Another Stigma that seemed to happen caused me to not usually tell people till I was close to them that I was a Diabetic. An example of this was when I did a play, my blood sugar had gotten high due to stress and someone got mad at me because I still went on stage and performed. I knew my limits and I wasn’t feeling so awful that I couldn’t say a few lines but they felt I should have sat back and waited for it to come down. During the same situation, I had others swarming me around and asking me “Are you feeling okay?” which is nice that people care, but if I wasn’t doing alright and needed help, I would have told someone. It made me feel like some dainty little child who needed to be doted on and watched. A lot of times I just avoid telling people about it because it saves me the trouble of dealing with people treating me weird. A few other situations that only happened because I was a Diabetic include:

  • A swim coach ignoring me because he didn’t want to yell at me for something if it was my Diabetes causing it
  • Having someone tell me to fix my blood sugars as though I could snap my fingers and fix them
  • A teacher nearly kicking me out of class for my medical devices sounding off

 

Do I blame a lot of these people for doing this? Not really. I surveyed around 10 people anonymously, some being friends of mine, some not, and a lot of them didn’t really have much information.

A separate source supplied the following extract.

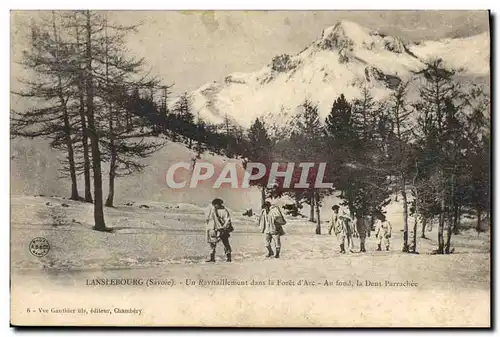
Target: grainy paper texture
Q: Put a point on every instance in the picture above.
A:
(348, 150)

  • Six people said they didn’t really know much about Diabetes
  • Two People said they knew some stuff
  • One person said they knew a lot about it
  • One person said they knew nothing
  • And at least Three of the Six who didn’t know much were friends of mine who have seen me treating my diabetes or heard me talk about it

Honestly, it’s disappointing to see that the majority of people in the survey didn’t know much about Diabetes. But the survey provides a possible solution to help people who are stigmatizing it and treating people differently for it. Since no one really knows what it is, then people need to learn more about it. Some people may not care, but I know I had a coach who went out of his way to ask my mom for books on Diabetes so he would know how to handle having me as one of his athletes better. The Coach did this so he could understand more about Diabetes and how best to train me so his practices wouldn’t cause any issues. And I can say I’ve looked up to that coach for that since he did. He may have looked away from where I was to ensure that he didn’t tell me to swim faster if my blood sugar was off. But he had tried to and knew if I said I was low what that meant. I knew others who didn’t.

At the school I am at, Faith Craig, the director of Disability Resources is working to help people with disabilities fit in more and be able to level the playing field to make it more equal, by removing barriers and attempting to make it so those with disabilities don’t need to ask for a special service or stand out. And personally, I hope that the school’s changes can help reduce stigma for the campus, and maybe even the community someday.